Noah used the frozen moment of shock to get things done.

He found a wallet and went through it quickly. There was no driver’s license, no credit cards, no store cards or Blockbuster cards, nothing that might identify the man. The only thing in the wallet was a single piece of folded paper. He teased it out and opened it up. It had two short lines written on it: Wehave tested your faith. Today we break it.

He stood up and looked around the square again, slowly, his eyes moving from face to face. He didn’t know what he was looking for, but he hoped to hell that he’d recognize it when he saw it. Horror? Fear? Shock? He chewed on his bottom lip. He had three thousand, four thousand possible suspects, and they were all just milling around like little lost sheep.

Then, halfway across the square, he saw a solitary figure leaning against The Witness. Their eyes met for half a second and, smiling, the man saluted him. The gesture was laced with irony so thick it smacked of loathing. The man, dressed simply in jeans, plain white sneakers and a gray tee-shirt and blue hoodie was utterly unremarkable with his close-cropped, dark hair and five o’clock shadow. He had wanted Noah to see him. He pushed away from the obelisk. He was well built, muscular. The gray material of the tee-shirt strained across his pecs and biceps. Possibly ex-military, Noah thought, watching the way he moved. The notion was only reinforced by that mocking salute. He turned and started to walk toward the thickest part of the crowd.

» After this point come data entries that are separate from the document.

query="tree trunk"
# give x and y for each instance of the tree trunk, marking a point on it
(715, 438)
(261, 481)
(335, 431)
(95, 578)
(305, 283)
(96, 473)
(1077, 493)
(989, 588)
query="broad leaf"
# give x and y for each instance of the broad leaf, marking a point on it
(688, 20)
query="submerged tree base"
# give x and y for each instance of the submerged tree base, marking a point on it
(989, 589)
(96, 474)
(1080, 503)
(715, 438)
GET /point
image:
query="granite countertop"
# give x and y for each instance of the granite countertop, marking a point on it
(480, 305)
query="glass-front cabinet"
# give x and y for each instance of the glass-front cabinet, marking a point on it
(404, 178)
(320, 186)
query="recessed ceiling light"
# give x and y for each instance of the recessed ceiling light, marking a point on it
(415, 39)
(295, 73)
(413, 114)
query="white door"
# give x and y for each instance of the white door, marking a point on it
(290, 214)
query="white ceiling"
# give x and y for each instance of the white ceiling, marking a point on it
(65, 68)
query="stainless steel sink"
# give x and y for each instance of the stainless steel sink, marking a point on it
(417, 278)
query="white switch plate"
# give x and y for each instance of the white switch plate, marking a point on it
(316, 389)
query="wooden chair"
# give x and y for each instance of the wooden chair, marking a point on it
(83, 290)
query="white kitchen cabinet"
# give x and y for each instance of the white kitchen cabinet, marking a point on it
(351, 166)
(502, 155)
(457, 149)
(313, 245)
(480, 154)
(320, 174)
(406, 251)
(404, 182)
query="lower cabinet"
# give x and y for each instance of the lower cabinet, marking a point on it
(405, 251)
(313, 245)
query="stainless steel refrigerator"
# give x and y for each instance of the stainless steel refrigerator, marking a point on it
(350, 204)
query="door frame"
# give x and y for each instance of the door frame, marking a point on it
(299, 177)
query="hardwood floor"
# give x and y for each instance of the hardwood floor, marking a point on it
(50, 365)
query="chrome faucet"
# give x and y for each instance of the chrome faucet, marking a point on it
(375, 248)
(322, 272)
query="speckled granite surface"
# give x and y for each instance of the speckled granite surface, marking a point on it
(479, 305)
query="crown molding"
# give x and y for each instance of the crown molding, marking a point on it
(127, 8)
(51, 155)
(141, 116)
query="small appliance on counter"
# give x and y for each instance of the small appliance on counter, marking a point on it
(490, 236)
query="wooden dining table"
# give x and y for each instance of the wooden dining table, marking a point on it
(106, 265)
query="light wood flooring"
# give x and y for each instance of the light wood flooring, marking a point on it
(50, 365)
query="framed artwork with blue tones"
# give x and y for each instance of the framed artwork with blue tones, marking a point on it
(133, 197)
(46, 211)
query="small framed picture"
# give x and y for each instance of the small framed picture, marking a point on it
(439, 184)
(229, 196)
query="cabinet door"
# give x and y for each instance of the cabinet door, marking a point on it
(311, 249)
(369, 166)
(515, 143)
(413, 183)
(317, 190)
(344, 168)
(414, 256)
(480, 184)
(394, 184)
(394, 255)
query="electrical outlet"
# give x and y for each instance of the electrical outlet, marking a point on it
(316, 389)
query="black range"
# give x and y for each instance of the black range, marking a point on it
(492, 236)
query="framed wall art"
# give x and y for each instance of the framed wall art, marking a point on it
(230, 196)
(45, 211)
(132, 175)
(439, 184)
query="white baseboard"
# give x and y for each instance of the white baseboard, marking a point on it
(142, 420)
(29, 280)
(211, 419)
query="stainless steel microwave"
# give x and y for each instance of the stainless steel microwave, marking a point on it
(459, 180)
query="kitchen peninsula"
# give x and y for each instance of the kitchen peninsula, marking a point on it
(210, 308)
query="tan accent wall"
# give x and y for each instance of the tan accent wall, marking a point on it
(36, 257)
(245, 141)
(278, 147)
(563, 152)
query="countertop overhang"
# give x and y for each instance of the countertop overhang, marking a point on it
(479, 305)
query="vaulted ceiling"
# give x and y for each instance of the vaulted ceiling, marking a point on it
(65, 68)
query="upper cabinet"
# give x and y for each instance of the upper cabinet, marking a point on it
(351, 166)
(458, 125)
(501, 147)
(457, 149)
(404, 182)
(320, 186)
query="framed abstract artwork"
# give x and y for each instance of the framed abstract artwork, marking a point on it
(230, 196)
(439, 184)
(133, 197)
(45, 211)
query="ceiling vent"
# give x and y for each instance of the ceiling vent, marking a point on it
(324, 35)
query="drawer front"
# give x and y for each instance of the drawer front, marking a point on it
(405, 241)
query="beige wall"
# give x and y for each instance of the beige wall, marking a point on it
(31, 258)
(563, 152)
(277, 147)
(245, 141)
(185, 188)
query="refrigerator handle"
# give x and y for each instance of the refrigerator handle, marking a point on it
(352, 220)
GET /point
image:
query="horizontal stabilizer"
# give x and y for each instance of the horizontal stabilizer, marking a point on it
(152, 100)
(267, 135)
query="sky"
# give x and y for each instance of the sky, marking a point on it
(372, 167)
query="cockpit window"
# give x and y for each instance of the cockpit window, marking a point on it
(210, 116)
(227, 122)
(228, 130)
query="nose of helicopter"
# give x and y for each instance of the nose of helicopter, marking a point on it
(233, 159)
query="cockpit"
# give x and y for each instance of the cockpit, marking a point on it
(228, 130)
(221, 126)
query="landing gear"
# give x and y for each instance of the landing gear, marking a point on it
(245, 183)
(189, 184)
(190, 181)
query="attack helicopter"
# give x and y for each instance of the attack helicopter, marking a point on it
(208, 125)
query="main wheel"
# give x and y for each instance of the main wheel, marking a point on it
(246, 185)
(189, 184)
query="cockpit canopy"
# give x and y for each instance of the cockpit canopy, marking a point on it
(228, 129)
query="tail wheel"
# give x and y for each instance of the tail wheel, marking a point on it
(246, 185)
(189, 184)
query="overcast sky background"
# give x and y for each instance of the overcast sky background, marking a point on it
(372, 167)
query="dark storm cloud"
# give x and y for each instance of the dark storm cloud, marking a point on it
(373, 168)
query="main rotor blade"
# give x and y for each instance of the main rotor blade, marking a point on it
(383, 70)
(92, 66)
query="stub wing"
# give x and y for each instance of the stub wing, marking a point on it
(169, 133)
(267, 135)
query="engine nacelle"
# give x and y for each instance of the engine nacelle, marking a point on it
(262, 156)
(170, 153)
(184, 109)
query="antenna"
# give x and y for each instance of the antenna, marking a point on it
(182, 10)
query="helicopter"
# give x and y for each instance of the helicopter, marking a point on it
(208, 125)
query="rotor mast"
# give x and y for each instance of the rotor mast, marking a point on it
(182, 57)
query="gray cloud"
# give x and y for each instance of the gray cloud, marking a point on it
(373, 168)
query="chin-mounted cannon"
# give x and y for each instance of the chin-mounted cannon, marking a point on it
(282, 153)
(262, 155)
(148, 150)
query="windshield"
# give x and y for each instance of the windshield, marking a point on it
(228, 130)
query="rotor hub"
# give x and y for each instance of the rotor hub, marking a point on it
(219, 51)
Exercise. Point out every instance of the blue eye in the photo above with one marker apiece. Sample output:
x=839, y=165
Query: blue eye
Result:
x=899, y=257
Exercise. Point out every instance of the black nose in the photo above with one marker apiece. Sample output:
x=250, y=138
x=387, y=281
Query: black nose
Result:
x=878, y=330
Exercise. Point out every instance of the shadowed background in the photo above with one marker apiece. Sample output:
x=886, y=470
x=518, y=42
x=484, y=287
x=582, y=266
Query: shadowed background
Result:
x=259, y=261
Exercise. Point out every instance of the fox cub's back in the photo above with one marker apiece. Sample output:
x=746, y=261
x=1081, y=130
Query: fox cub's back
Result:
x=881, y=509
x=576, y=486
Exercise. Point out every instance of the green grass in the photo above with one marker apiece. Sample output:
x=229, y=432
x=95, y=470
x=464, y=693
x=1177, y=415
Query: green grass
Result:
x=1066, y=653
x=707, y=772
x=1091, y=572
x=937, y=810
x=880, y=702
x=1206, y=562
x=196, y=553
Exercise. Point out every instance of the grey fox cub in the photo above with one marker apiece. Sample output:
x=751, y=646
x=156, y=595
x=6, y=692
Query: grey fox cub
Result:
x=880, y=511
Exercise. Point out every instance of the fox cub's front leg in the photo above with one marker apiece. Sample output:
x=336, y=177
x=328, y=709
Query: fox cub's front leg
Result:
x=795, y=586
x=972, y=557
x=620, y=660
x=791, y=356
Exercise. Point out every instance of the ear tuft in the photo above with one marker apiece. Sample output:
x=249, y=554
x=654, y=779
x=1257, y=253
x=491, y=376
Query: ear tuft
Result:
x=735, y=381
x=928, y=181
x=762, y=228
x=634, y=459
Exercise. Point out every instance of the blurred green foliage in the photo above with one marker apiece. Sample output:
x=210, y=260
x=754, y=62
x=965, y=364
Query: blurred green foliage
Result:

“Call Neri,” Noah shouted, taking off after the man. He knew it was a trap, but he really didn’t have a choice in the matter. He wasn’t about to leave it to the jesters of the Swiss Guard in the motley to chase the man through Rome, and he wasn’t about to let him disappear into the crowd. So even if it meant chasing him all the way into whatever trap he had waiting, that was exactly what Noah was going to do. “Tell him I’m about to get myself killed!”